Ah, that's just $100B, right? Mice nuts compared to margin loans outstanding...

BC



To: pater tenebrarum who wrote (31157)10/25/2000 1:02:03 PM
From: oldirtybastard  Read Replies (1) | Respond to of 436258
 
How hard would it be to cause a retail initiated squeeze in gold? That idiot Irwin Jacobs tried it with CNC by taking out an ad in the WSJ or NYT I forget which, and it didn't work because CNC is a POS, gold on the other hand?

The more the market drops and the more J6P gets nervous, the more he will want to search for a way out and would be desperate enough to buy gold if sufficiently scared. Of course the market has to DROP, none of this mickey mouse shit.

Of course this would normally not be neccessary as gold should be going up right now in light of all that is happening. In fact, a good trader would probably be short gold now as it is not behaving the way it should meaning that if the war and currency crises turn away from danger mode, gold would resume an even steeper drop. puzzling times indeed.

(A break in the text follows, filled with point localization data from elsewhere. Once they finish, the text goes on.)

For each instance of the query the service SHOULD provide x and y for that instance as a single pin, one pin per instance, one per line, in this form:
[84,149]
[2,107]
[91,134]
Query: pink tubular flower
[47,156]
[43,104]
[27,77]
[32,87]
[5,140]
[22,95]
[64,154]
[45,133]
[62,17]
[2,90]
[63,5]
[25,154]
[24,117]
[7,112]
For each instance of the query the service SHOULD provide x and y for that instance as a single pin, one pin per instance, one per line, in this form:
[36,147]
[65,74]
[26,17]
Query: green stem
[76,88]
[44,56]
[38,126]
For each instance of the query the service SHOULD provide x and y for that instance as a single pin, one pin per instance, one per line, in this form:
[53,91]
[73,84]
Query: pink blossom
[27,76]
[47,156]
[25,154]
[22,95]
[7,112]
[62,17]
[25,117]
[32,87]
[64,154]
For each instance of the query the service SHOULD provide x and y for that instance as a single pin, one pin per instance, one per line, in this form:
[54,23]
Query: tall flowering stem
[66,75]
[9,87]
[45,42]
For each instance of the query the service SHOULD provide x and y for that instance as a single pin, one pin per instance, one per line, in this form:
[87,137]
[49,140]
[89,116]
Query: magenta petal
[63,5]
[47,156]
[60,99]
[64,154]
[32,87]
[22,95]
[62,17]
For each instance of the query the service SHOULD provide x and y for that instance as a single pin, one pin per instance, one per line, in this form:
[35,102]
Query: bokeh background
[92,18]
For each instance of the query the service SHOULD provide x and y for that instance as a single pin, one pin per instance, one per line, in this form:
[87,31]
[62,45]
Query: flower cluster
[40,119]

To: pater tenebrarum who wrote (31157)10/25/2000 1:47:41 PM
From: Sunny Jim  Read Replies (1) | Respond to of 436258
 
<<you got that right. an estimated 10-14,000 tons is shorted in this manner>>

how would one find the short interest in gold? We have ready access to short interest for the major exchanges, but I have never seen short interest for gold published. Who makes these estimates?

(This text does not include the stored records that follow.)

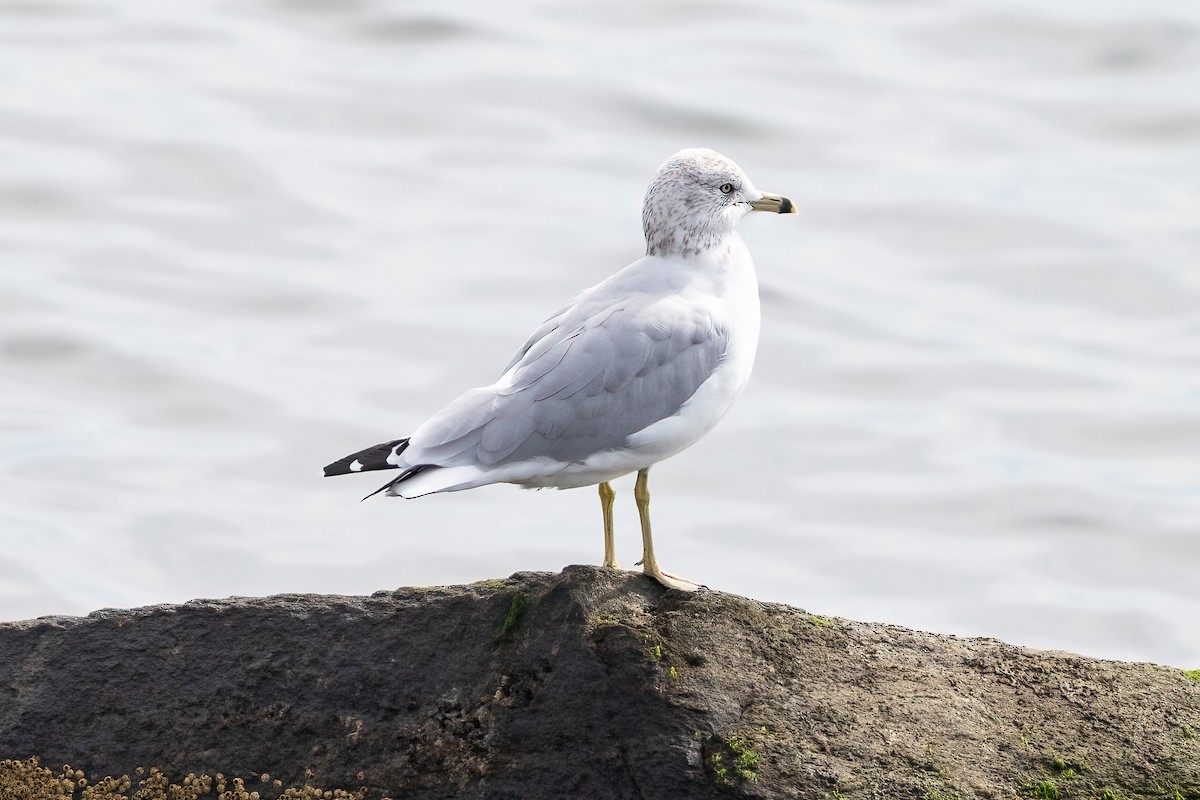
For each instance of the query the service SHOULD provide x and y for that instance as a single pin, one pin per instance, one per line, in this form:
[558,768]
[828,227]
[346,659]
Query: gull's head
[695,200]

To: pater tenebrarum who wrote (31157)10/26/2000 12:55:02 AM
From: Perspective  Read Replies (2) | Respond to of 436258
 
You didn't quite answer my questions - who is doing it, and where may I dig to find the evidence? And I didn't understand your response regarding the collateral.

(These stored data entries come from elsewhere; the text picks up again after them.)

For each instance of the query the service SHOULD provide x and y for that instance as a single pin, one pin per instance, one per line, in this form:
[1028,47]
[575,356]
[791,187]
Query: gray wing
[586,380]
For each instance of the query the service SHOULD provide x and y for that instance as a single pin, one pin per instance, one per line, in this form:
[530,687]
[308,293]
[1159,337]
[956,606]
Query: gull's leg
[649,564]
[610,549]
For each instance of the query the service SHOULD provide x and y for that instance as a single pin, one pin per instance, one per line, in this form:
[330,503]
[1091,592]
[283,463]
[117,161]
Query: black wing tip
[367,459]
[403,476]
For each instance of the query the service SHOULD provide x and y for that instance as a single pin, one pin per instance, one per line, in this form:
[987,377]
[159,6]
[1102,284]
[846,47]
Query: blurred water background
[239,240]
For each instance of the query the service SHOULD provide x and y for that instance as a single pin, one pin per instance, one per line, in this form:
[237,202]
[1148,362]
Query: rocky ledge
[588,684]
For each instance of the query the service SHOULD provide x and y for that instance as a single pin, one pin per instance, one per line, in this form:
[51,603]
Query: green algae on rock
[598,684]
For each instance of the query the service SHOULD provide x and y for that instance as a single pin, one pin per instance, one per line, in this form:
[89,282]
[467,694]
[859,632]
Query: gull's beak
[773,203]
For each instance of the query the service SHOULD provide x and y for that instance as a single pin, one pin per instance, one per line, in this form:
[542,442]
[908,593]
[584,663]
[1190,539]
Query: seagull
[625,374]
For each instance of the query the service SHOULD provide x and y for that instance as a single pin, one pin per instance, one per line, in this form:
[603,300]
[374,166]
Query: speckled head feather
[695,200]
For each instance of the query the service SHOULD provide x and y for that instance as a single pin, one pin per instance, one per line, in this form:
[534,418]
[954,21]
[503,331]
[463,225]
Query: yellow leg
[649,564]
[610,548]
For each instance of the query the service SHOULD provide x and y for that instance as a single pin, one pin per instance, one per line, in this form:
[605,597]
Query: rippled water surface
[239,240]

<Is there evidence to support this? Is it true that the lease rate on gold is really just 1% per year? Is there a way to gauge how much gold remains that can be shorted in this fashion? What kind of collateral are the borrowers putting up?>

you got that right. an estimated 10-14,000 tons is shorted in this manner...and there is NO WAY these loans can ever be paid back. which makes it all the more curious that loans which are practically GUARANTEED to default have a 1% interest rate. AND the collateral (gold) is being SOLD the moment it is borrowed! it's a huge carry trade, and it almost went bust last year on the Wash. agreement...gold soared by $84 in one week on the mere threat of CB supply diminishing somewhat. ever since, the bullion banks have piled paper short upon paper short to keep the price down and have talked all sorts of obscure exotic CB's into either selling or leasing their gold to keep the game going (Chile, Kuwait, Jordan, Uruguay, Bangladesh...). once they run out of these exotic suppliers i'd expect the paper gold market to seize up. in all probability the big players will then be bailed out, but the CB's will never get their gold back. that's gone forever.